The story is suspicious. And there is a lot of mythical hokus pokus out there. Maybe a doctor can chime in, but here is what I know about drugs like PCP, cocain, acid, etc etc...
For our purposes, these drugs have the same effect on the brain as massive does of adrenaline...
They do not give the body any special powers beyond what the body is already capable of. The kicker is that the human body is capable of amazing things, we just have this thing called out brain the prevents us from performing these things because we might hurt ourselves. For instance, try to bite off your pinky finger. Can't do it? That's normal, your brain and your nerves prevent you from doing this. But it only takes the same amount of force to bite through your pinky finger as it takes to bite through a carrot. Psychoactive drugs like PCP remove the brain from the equation. To put it in other words, they let you bite off your pinky finger.
But the action is not limited to something as trivial as biting off your pinky. You've heard stories of people lifting cars so that their loved ones can escape out from under them? That's because the body's adrenaline rush removes the brain's perception of pain and limits and allow your muscles to perform to their max limit. We do not perform at this limit naturally because muscles in max strain can break bones, snap joints, and rip limbs off if they are not checked by the brain. Again, PCP removes the brain from the equation and lets the muscles operate at that level.
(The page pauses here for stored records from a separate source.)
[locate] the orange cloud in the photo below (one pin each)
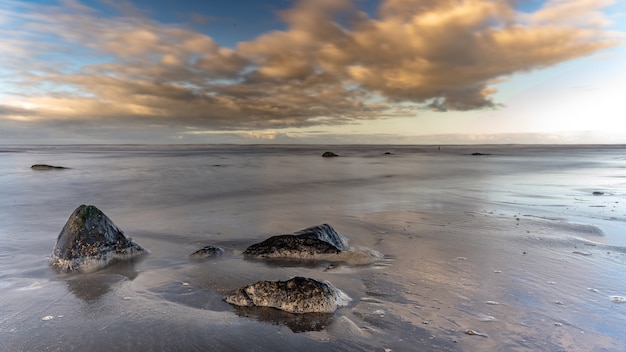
(332, 65)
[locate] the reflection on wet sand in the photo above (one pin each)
(92, 287)
(295, 322)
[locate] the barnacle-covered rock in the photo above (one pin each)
(90, 241)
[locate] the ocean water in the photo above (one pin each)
(174, 200)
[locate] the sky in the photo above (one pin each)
(312, 71)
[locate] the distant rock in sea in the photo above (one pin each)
(90, 241)
(310, 243)
(206, 252)
(296, 295)
(47, 167)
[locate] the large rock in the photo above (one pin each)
(90, 241)
(310, 243)
(296, 295)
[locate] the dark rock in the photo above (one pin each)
(309, 243)
(325, 233)
(47, 167)
(297, 295)
(206, 252)
(90, 241)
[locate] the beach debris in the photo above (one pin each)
(296, 295)
(206, 252)
(90, 241)
(475, 333)
(47, 167)
(309, 243)
(617, 299)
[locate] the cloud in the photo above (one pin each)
(333, 64)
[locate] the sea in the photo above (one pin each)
(175, 199)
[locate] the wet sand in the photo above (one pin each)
(454, 259)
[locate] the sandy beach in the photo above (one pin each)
(507, 251)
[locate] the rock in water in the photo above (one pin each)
(47, 167)
(309, 243)
(325, 233)
(90, 241)
(206, 252)
(297, 295)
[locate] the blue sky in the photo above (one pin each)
(312, 71)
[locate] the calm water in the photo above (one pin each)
(175, 199)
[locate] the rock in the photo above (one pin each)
(90, 241)
(325, 233)
(296, 295)
(309, 243)
(206, 252)
(46, 167)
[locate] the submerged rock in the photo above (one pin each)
(325, 233)
(206, 252)
(309, 243)
(296, 295)
(47, 167)
(90, 241)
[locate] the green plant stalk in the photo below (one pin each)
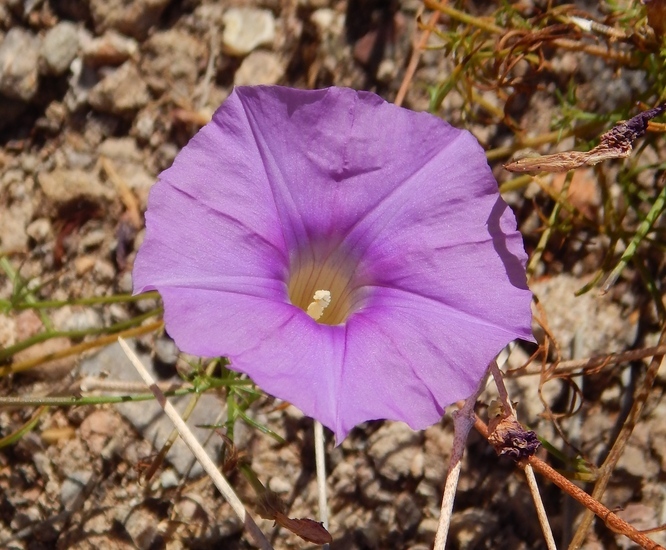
(47, 335)
(465, 18)
(173, 436)
(95, 300)
(643, 230)
(543, 241)
(75, 401)
(14, 278)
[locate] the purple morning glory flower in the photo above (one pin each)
(352, 257)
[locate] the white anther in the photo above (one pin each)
(322, 299)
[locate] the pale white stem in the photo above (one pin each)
(198, 451)
(463, 420)
(541, 511)
(529, 473)
(320, 462)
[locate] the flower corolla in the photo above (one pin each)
(353, 257)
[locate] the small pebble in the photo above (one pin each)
(259, 68)
(19, 56)
(104, 271)
(112, 48)
(40, 230)
(59, 48)
(121, 92)
(246, 29)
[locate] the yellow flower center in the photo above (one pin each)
(323, 289)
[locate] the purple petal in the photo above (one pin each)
(403, 201)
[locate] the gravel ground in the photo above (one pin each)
(96, 98)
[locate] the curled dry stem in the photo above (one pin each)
(208, 465)
(463, 420)
(529, 473)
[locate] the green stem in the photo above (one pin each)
(74, 401)
(643, 230)
(47, 335)
(95, 300)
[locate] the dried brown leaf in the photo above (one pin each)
(616, 143)
(307, 529)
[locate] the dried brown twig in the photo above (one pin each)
(616, 143)
(614, 522)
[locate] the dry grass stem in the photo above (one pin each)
(208, 465)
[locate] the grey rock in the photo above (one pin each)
(166, 351)
(601, 325)
(13, 224)
(112, 48)
(246, 29)
(59, 48)
(407, 513)
(76, 318)
(104, 271)
(173, 58)
(19, 55)
(10, 110)
(120, 92)
(72, 487)
(148, 418)
(132, 18)
(64, 185)
(259, 68)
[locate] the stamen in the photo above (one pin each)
(322, 299)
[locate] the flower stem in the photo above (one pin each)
(321, 474)
(529, 473)
(463, 420)
(199, 452)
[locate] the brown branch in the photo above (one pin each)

These both tie into the phenomenon that we experience when people on these drugs "take massive amounts of damage" before dying. In a normal person (you also see this in animals), life-threatening injury produces shock. This is a survival mechanism, the body shuts down anything not IMMEDIATELY needed for survival and concentrates on that immediate survival. So what constitutes not immediately needed for survival? You don't need to control your legs to survive immediately (in fact running will only cause more blood loss), so you'll lose control of those, you don't really need to see to survive immediately, so you will lose sight, in fact, you probably don't need ANY of your senses to immediately survive, so you will probably black out while your body tries to stem to flow of blood and pour as much energy into trying not to die in the next 10 seconds as is possible. When someone falls down after being shot (and most people don't even realize they are shot due to the effects of adrenaline), this is almost what is happening. They were not knocked over, they are not dead, they are in such shock because "OMG I JUST GOT SHOT" that their body enters into condition red and concentrates on one thing: damage mitigation.
But people on psychoactive drugs do not experience this because it's like their brains are constantly producing massive amounts of adrenaline, they do not experience the normal reactions that people should experience; their brains are not filtering. But these drugs will not magically harden skin and bone and let people get hit by a speeding truck only to get up and keep running with two broken legs. If they would have died under normal circumstances, they will still be killed be the action even under the effects of PCP.